The One Thing Every Data Warehouse Should Consider

August 17th, 2020

This article is by Clive Bearman and originally appeared on the Qlik Blog here: https://blog.qlik.com/the-one-thing-every-data-warehouse-should-consider

 

For the past year, I’ve encountered hundreds of companies that have embarked upon a cloud data warehouse initiative. Although each had different business drivers and motives for adoption, one similarity kept occurring – a commonality so strong that it appeared regardless of use case. Consequently, it didn’t matter whether they were migrating from a legacy data warehouse like IBM Netezza or Teradata, or whether they were starting a fresh implementation with Amazon Redshift, Azure Synapse, Google BigQuery or Snowflake. The common trait that arose was that virtually all, except the odd outlier, didn’t use a data warehouse design methodology.

 

Nothing to See Here, Move Along

“OK, boomer!” I hear you shout. “Data warehouse methodologies are old hat, Daddio!” In fact, I heard much of the same pushback from many prospects. My favorite responses were as follows:

  • “We don’t have time for that. We need to build the warehouse today.”
  • “A data warehouse methodology is too complicated.”
  • “Data warehouse design is too slow.”
  • “We don’t have that sort of expertise.”
  • “We’re only doing a quick project. That’s too bloated.”
  • “We’ll just write SQL for ourselves.”

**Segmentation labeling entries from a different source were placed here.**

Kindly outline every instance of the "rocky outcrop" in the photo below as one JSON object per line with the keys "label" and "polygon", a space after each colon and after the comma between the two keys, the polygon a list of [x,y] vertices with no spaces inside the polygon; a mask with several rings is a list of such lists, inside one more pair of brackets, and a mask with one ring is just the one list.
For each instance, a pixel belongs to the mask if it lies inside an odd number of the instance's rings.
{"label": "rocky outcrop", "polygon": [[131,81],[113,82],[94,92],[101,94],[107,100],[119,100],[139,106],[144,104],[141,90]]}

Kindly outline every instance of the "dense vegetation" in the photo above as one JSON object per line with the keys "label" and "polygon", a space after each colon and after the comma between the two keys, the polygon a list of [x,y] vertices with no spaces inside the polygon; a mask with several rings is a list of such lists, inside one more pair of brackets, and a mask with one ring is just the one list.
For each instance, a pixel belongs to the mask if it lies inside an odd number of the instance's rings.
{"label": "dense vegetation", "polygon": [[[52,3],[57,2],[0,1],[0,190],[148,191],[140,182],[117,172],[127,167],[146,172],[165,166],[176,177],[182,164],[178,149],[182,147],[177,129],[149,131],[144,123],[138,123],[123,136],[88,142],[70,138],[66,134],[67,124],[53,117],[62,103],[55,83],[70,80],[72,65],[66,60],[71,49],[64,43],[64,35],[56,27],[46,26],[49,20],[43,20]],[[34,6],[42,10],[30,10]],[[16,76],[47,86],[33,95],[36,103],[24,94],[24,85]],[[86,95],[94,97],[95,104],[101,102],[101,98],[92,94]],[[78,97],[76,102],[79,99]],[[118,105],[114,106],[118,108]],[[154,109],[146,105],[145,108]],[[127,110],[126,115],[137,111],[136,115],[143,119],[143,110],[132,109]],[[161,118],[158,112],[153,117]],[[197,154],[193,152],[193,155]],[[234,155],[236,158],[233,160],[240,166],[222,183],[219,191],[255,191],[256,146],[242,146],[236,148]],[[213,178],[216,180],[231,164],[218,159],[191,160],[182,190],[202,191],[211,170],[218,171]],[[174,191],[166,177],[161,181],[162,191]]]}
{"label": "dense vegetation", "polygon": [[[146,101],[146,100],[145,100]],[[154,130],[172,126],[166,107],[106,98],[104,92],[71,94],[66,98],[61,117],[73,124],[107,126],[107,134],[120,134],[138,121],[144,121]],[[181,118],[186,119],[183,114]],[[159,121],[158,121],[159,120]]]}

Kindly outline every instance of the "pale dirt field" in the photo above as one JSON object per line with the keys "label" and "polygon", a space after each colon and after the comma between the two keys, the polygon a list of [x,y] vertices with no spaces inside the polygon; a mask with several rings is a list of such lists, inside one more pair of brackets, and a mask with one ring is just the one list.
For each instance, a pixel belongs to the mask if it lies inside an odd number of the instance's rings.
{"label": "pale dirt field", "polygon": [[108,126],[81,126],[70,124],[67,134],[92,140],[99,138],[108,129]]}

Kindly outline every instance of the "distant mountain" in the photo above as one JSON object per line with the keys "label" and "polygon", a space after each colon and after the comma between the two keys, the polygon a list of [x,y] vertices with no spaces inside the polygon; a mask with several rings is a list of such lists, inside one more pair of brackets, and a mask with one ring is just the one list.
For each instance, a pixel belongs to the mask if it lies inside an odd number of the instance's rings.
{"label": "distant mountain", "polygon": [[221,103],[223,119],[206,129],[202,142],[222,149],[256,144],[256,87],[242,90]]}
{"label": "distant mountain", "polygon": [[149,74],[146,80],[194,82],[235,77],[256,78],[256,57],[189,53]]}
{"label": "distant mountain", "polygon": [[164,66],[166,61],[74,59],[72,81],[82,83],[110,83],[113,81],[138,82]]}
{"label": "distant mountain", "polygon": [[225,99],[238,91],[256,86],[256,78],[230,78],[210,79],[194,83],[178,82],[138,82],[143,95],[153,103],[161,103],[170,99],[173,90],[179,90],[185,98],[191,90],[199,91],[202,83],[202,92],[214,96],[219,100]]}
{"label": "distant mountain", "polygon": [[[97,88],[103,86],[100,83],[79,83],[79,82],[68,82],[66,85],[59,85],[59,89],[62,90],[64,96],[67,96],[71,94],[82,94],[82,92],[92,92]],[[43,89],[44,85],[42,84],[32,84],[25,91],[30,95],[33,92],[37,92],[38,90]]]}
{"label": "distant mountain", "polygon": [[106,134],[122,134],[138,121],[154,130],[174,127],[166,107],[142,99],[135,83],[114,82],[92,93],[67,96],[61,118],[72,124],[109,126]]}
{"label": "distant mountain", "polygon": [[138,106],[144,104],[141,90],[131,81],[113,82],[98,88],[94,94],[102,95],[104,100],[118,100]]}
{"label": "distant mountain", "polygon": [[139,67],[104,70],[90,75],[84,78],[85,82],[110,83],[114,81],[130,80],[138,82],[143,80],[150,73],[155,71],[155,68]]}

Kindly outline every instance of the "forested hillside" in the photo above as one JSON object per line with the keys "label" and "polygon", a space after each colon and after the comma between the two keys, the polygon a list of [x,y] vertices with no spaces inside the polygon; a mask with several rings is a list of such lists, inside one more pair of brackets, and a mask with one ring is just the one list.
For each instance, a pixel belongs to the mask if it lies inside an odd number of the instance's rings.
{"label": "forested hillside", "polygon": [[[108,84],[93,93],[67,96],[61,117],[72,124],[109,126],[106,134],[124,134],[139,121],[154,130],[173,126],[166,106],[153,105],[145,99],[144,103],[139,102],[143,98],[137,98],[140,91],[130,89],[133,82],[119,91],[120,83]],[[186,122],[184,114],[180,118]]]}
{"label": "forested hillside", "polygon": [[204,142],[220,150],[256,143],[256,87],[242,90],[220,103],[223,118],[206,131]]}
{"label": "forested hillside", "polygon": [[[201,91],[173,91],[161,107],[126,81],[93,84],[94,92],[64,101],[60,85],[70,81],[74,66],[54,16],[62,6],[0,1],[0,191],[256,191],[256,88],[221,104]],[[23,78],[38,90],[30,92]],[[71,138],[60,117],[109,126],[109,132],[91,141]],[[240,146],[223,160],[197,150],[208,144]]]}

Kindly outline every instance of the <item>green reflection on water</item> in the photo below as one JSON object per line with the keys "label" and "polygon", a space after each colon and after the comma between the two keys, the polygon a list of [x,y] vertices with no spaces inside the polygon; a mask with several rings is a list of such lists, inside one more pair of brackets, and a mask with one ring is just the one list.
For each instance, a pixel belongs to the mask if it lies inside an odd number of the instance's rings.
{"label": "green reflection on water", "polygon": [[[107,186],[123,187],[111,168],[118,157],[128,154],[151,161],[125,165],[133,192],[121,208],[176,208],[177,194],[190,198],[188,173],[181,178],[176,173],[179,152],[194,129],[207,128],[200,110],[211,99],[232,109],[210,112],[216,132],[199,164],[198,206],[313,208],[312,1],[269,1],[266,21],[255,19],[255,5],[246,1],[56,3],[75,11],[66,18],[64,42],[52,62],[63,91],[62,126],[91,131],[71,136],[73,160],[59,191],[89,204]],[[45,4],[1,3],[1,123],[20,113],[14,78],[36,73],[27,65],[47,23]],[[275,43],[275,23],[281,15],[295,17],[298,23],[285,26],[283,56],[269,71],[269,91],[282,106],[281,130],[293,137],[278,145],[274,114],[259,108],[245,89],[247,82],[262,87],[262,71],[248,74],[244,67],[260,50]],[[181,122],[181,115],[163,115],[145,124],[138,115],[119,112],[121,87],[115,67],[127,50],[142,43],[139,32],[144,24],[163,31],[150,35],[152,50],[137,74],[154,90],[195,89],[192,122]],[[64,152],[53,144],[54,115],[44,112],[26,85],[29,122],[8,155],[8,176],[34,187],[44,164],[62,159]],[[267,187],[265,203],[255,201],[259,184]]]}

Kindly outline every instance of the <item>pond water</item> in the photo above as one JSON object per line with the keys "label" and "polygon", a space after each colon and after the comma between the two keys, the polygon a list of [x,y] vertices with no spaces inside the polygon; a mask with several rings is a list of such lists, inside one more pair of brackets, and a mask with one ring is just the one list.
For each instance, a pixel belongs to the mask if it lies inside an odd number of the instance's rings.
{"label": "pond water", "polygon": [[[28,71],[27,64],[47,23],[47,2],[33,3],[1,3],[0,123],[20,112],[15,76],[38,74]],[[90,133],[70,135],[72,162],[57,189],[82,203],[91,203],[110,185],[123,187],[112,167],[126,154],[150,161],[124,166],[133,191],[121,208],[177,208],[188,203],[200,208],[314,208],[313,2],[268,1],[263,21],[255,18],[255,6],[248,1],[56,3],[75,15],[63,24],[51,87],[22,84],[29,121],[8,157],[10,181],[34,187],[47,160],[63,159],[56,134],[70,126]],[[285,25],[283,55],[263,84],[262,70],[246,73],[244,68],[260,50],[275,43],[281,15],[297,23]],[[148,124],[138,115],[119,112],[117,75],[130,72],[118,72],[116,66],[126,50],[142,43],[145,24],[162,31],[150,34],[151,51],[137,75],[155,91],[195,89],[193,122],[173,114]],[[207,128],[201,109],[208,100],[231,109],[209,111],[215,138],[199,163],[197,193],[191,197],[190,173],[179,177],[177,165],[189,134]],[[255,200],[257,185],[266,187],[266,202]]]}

At first glance, much of these reasons seem fair. After all, legacy data warehouses that relied on methodologies have a less-than-stellar reputation for being responsive to business needs – especially when you compare them to today’s cloud offerings. So, it makes sense to cut out the middleman and pipe the data straight from the source to the cloud. Also, much of the appeal of a cloud data warehouse is that it is infinitely more flexible than a traditional solution. So, what’s the problem?

Getting Out Over Our Skis

It’s true: Cloud data warehouses offer much greater flexibility, because they scale compute and storage to match demand. They are also extremely easy to adopt. In many instances, you can just slide a credit card to get started and provision a data warehouse with a few simple clicks of a mouse. However, it’s this seductive simplicity that encourages us to cut corners, leading us to build and fill multiple data warehouses without a thought.

The more warehouses we build, the more tables, fields and data we need to manage. As our warehouses grow, our focus shifts to wrangling the SQL that manages the data. As a result, what began as a few simple scripts balloons to a mass of spaghetti code. The quick and nimble cloud data warehouse is now difficult to change, and we’ve come full circle.

A Framework For Agility

This is where a data warehouse design methodology can help. The three most common design methodologies in use today are as follows:

1. Inmon – Corporate Information Factory

  • Bill Inmon’s top-down approach models the data warehouse in a hub and spoke pattern, where entities and relationships are in third normal form (3NF). Data marts are created as needed for reporting and analytics.

2. Kimball – Dimensional Modelling

  • Ralph Kimball’s bottom-up approach starts with the metrics and measurements for reporting and creates marts as star schemas. Dimensional modelling optimizes the data warehouse for fast retrieval of data.

3. Linstedt – Data Vault

  • Dan Linstedt’s Data Vault architecture is a hybrid approach that combines the best of 3NF and dimension modeling. This technique enables historical storage of data, integration of data from different operational systems, and lineage tracing of incoming data. The Data Vault approach is based on the concept of Hubs, Links and Satellites.

Although a detailed description of each methodology goes beyond the scope of this blog post, it’s important to recognize the benefits of employing any of the methods with a cloud data warehouse. The chief benefit of using a warehouse design methodology is that it can be automated with tooling. Most automation solutions actually generate the SQL code required to implement the methodology and provide a framework for the entire data warehouse lifecycle. Ultimately, this can save you hours of SQL coding and reduce code management pain, which means you can spend more time on designing and delivering the data for your analytics projects.